CHEERS to mostly smooth sailing. If you’re traveling today in your 2021 Bell & Howell electric jetpack, you might get a sprinkle or two in the middle of the country. But other than that, it looks fine. Meanwhile this is what the Turkey Day map looks like, according to the National Weather Service’s Atari 2600 forecast computer:
The gays, feminists and pagans are quick to point out, by the way, that any weather messes this holiday are not their fault. Responsibility rests solely on the homophobes, the Nazis, the KKK, and their cousins Q-Anon and the conservative Bible thumpers. It’s residual from their huge 2020 election loss—even a year later their feelings are still delicate and tender. Hence the overall holiday outlook: scattered annoying snowflakes.
Ten years ago in C&J: November 24, 2011
CHEERS to throwing some impressive numbers on the board. Despite the death threats and destruction of petitions (Republicans—nothing more than stupid, petty thugs these days), the signature-gathering for the recall of Wisconsin Governor Scott Walker is going well. They’ve already gathered more than eleventy billion of them, and all they need to reach the goal is another jillion bobtillion. So color me hopeful, with the usual note of caution: the last schmillion is always the hardest.
And just one more…
CHEERS to sweet sounds. The Grammy nominations were announced yesterday and you can check out the full list here. I always go to the Spoken Word category first, because there’s a good chance it’ll have a Clinton, an Obama, or a Carter on it. And this year…there is!
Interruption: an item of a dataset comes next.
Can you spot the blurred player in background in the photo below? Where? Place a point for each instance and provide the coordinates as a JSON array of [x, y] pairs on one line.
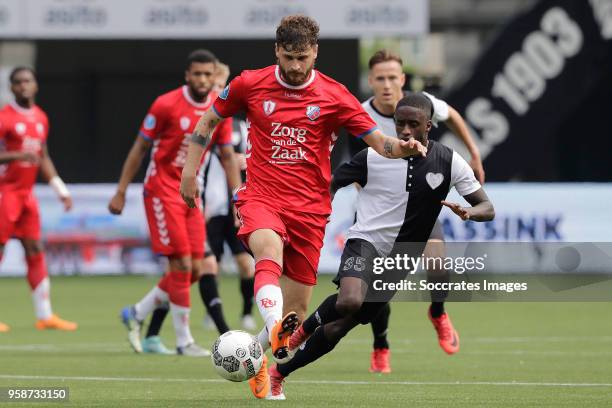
[[177, 232], [398, 203], [293, 113], [386, 79], [24, 127], [220, 222]]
Carry On: Reflections For A New Generation From John Lewis
Catching Dreams: Live At Fort Knox Chicago
—Dave Chappelle & Amir Sulaiman
A Promised Land
Other notables on the Grammy list: ABBA for Record of the Year(!); Jon Batiste got 11 nods for multiple projects; Tony Bennett and Lady Gaga; Willie Nelson; Dolly Parton; Burt Bacharach (at 93); and several for the late jazz great Chick Corea. The awards will be handed out on January 31st. And those kids better keep the noise down or I’m calling the police.
Have a happy humpday. Floor’s open…What are you cheering and jeering about today?
Today’s Shameless C&J Testimonial
”FBI Director Christopher Wray’s testimony is that kiddie pool water is the greatest threat to the homeland, and within that bucket, by far the largest kiddie pool is in Cheers and Jeers.”